Now that I’m an adult, I go to a church that’s a little more expressive than the one I grew up in. The music is passionate and loud and performed by some of the best singers and musicians in the country. (This is Music City, after all- It’s not unusual for the churches here to have Grammy Award winners leading the singing and professional session musicians providing the accompaniment.) And the members are less afraid to stand and hold up their hands and sway when the song is especially good.
Yet when I feel the urge to raise my own hands, I still hear those whispers from my childhood in the back of my head. “What is she doing?” “Do you see her?” “Who does she think she is?” And so I keep my eyes trained on the stage and my arms tightly crossed in front of me.
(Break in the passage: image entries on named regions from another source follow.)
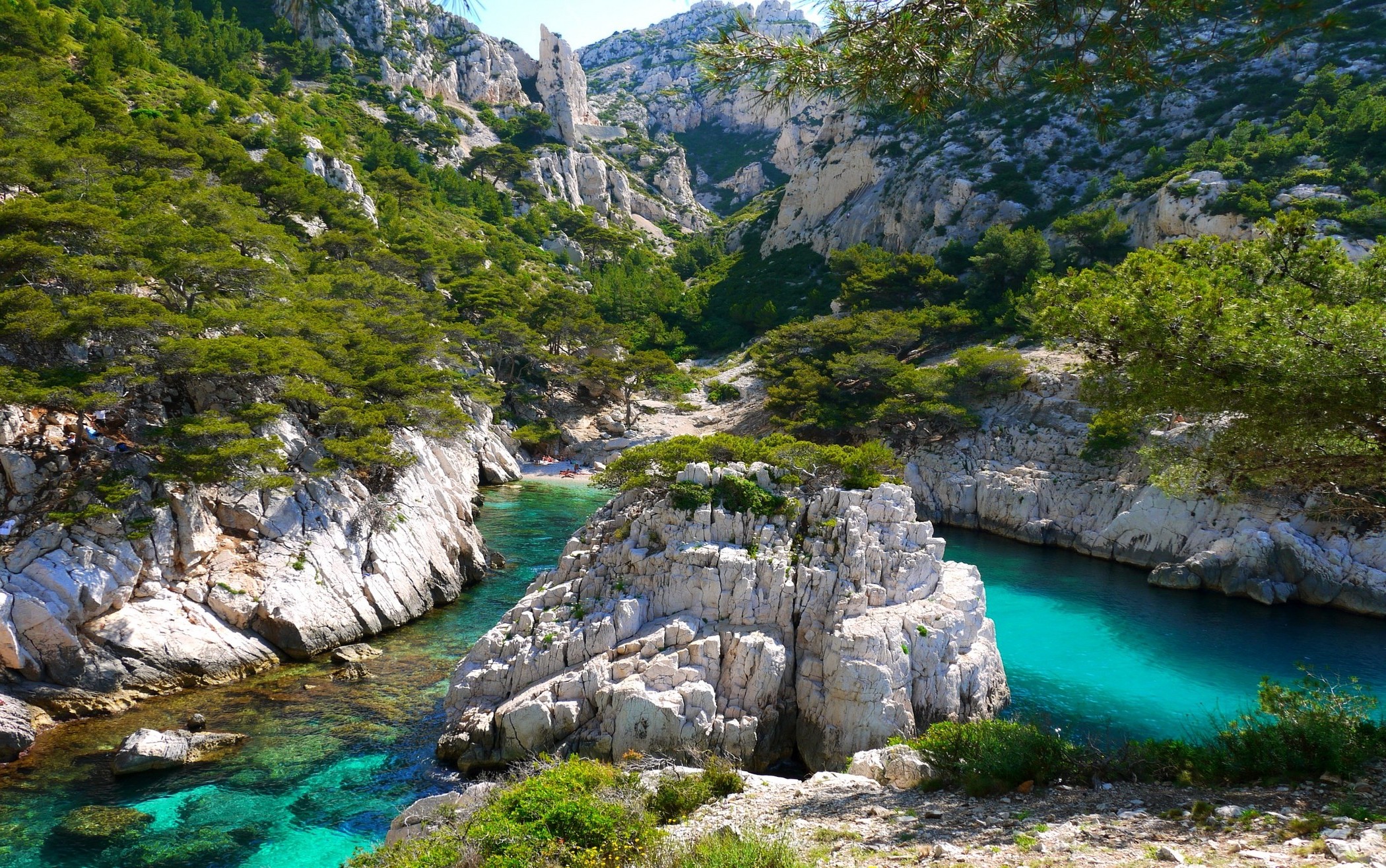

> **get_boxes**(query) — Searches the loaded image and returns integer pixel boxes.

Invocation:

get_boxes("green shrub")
[669,483,712,512]
[906,671,1386,793]
[512,418,563,453]
[909,719,1084,796]
[703,380,742,403]
[1204,670,1386,784]
[654,829,807,868]
[1078,411,1138,462]
[645,757,746,824]
[348,758,654,868]
[712,476,789,516]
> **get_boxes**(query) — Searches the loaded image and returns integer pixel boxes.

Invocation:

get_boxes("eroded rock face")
[438,465,1009,770]
[304,136,380,223]
[0,693,47,762]
[905,351,1386,616]
[0,408,518,717]
[535,25,625,144]
[111,729,246,775]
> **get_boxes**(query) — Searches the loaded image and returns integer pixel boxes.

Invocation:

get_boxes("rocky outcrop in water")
[0,693,49,762]
[438,465,1009,770]
[0,399,518,716]
[111,729,246,775]
[905,351,1386,616]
It didn’t even occur to me that I was repeating what my own parents had done, and their parents and grandparents before them- at least until we let our six-year-old daughter attend “big church” with us for the first time last week.
At first, she stood in solemn silence, watching the stage and feeling the pulsing beat of the music. Then she wanted me to hold her so that she could see better. I sang along with the music and she began singing, too, tentatively at first, and then with gusto. I smiled, proud and happy that she was enjoying the experience.
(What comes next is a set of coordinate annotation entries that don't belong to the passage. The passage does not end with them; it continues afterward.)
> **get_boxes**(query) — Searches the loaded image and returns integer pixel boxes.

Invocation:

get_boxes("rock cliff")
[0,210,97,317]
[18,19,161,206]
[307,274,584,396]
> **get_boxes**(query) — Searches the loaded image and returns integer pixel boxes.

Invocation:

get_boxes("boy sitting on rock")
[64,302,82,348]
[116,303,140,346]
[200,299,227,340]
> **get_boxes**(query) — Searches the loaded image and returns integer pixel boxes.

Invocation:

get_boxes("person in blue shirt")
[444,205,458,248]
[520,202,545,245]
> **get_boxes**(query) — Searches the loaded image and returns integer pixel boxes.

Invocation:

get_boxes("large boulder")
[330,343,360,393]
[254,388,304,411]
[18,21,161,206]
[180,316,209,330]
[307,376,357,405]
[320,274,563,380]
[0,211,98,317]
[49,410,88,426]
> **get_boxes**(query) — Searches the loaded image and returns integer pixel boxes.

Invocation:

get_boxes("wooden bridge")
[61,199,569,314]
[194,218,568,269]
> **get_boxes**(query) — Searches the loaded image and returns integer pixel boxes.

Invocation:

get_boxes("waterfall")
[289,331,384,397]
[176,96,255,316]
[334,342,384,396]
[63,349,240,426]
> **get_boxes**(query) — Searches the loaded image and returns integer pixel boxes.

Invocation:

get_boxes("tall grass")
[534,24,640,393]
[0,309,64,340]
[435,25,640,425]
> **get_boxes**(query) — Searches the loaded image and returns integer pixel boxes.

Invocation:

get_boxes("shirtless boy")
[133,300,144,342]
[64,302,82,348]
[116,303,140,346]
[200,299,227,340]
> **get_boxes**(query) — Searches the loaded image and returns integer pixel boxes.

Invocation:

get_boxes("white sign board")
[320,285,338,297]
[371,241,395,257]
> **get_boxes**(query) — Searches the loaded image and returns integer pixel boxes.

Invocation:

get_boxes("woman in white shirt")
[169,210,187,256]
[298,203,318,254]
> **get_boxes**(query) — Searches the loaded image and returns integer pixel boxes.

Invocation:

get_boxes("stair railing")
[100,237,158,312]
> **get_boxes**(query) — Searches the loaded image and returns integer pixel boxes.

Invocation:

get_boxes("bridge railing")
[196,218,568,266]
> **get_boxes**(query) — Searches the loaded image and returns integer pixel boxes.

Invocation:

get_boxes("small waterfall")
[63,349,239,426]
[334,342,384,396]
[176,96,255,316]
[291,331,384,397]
After a few minutes, she looked around and noticed that a few people in the audience had lifted up their hands. She looked back at the stage and lifted her hands, too. And despite myself, I felt a little embarrassed. Embarrassed because she didn’t know that we don’t do that, and then embarrassed at myself, because there was absolutely nothing wrong with what she was doing, and beyond that, I certainly didn’t want her to grow up with the same spiritual repression I had always felt.
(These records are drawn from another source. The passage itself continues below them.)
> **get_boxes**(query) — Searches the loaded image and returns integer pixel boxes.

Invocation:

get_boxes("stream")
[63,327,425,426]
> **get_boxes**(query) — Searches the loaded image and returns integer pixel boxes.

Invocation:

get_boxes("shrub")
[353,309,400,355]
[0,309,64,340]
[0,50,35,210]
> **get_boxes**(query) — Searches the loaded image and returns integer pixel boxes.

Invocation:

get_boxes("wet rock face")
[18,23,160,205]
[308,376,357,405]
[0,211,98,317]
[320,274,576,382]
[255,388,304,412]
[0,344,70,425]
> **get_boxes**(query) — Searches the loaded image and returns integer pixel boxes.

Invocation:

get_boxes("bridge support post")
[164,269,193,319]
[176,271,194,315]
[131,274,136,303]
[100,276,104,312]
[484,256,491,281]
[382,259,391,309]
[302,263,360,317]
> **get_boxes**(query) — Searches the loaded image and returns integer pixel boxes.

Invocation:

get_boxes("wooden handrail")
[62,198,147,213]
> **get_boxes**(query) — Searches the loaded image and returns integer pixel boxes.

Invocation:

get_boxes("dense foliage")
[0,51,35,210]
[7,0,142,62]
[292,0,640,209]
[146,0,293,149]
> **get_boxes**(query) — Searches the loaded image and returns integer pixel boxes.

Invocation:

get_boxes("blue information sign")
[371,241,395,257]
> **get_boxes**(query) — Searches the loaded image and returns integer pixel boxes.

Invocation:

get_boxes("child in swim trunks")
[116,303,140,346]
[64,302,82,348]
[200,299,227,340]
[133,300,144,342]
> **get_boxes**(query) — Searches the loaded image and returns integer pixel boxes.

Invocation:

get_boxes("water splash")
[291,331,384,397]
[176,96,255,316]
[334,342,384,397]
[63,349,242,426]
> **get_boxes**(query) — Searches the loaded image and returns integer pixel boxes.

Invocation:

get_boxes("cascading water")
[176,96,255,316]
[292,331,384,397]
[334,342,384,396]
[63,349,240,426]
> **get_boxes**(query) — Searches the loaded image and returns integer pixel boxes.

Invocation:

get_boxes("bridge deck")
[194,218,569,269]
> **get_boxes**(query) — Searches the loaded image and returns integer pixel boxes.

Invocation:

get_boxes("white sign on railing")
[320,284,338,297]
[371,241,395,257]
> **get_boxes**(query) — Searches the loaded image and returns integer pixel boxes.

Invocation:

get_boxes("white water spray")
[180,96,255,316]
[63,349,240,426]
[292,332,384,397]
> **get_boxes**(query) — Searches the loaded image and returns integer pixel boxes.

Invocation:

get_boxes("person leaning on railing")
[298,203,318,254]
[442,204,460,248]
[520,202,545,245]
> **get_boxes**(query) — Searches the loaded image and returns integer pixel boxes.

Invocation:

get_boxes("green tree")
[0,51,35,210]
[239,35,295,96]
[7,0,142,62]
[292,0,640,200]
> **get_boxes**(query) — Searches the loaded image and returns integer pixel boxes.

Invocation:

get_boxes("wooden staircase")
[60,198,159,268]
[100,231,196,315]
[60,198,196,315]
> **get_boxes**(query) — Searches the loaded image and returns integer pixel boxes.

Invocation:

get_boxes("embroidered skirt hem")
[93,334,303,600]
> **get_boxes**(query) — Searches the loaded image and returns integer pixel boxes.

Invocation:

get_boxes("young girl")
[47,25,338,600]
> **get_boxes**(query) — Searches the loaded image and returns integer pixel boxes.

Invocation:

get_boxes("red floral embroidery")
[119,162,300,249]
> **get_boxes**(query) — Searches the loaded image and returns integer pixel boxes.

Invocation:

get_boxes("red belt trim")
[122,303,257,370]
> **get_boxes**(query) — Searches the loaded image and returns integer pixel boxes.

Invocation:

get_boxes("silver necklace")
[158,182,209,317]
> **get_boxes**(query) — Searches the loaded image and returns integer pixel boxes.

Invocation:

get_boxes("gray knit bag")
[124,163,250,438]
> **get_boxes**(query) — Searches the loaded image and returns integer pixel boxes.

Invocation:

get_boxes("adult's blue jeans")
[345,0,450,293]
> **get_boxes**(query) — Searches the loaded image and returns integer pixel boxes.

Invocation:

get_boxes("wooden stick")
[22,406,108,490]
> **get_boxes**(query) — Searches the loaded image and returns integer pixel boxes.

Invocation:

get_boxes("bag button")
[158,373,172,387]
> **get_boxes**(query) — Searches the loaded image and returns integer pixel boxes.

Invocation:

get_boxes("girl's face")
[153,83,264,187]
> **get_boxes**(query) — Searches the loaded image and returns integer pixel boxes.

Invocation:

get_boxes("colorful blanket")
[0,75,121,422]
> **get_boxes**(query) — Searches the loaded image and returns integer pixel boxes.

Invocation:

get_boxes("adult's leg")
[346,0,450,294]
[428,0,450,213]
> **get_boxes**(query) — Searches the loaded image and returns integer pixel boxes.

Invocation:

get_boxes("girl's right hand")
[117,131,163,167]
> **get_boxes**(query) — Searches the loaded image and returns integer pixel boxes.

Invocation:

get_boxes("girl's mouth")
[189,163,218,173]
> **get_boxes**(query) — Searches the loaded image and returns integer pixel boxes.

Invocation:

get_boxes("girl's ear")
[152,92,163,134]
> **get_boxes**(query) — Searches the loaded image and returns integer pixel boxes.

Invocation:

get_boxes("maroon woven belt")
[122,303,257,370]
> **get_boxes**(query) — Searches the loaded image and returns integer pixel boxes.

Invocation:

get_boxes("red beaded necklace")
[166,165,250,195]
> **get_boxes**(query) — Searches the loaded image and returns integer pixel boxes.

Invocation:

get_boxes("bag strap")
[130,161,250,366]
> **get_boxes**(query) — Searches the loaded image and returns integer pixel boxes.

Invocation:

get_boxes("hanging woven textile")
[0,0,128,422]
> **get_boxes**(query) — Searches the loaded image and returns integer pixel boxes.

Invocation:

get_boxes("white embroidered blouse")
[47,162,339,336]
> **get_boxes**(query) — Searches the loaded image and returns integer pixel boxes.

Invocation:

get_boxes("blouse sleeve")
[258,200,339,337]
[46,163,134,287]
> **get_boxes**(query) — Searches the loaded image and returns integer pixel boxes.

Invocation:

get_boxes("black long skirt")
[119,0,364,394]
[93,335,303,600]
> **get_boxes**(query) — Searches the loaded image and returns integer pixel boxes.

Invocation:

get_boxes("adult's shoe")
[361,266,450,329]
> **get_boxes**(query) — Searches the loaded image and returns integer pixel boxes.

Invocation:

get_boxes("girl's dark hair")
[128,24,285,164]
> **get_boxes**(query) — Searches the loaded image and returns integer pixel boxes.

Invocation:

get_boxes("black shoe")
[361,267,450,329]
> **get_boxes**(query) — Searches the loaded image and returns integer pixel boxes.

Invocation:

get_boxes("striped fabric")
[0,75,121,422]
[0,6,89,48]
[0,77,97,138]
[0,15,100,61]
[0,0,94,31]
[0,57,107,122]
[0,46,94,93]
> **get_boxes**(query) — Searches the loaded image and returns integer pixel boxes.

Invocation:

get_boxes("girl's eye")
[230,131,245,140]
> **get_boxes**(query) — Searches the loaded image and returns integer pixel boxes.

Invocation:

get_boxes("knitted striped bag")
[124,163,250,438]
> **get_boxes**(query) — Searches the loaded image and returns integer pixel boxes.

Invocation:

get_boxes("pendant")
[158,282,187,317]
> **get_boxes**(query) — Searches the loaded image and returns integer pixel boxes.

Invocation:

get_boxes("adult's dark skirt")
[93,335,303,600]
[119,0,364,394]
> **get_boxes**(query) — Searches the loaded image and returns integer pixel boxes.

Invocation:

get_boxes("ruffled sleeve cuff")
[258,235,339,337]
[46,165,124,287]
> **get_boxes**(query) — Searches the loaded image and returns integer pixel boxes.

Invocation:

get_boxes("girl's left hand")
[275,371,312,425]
Finally, the music ended and we settled in for the sermon. Punky behaved admirably. And at the end of the sermon, a man came out on stage and sang a completely gorgeous, awe-inspiring song. (Don’t even ask me what it was, because I have no idea, unfortunately, but it was awesome and would have brought tears to your eyes.) As the congregation sat listening, one man stood up and raised his hands. Fifteen aisles back, another couple stood and did the same. Dotted throughout the audience, five or six more people stood. Punky looked around her, and then she turned to me.
“Mommy, come on!” she whispered. “Stand up!” My stomach flip flopped. The song was amazing, but…. stand up? In front of all these people? I stared into my daughter’s determined eyes, my daughter who says the most beautifully eloquent six-year-old prayers to God each night, who requests “God music” whenever we’re in the car together, and who debates theological issues with her kindergarten friend on the way to ballet class each week.
My daughter, who in that moment, was either going to learn that she was one of the “frozen chosen,” as my dad laughingly calls conservative congregations, or that she could dance and sing and praise God whenever and however she wanted.
What was it going to be?
I took a deep breath. And I stood up. And I hoisted Punky up onto one hip and she pressed her face against mine and lifted up one tiny hand high in the air. And as we stood in front of all those people I tried very, very hard not to cry because once again, my tiny daughter had changed my life in one completely unexpected instant. I’d like to think that I gave Punky a gift that day of not being intimidated to worship and praise her God in the way that she feels moved to do so, without worrying what anyone around her has to say about it.
But to be honest, I think she gave that gift to me.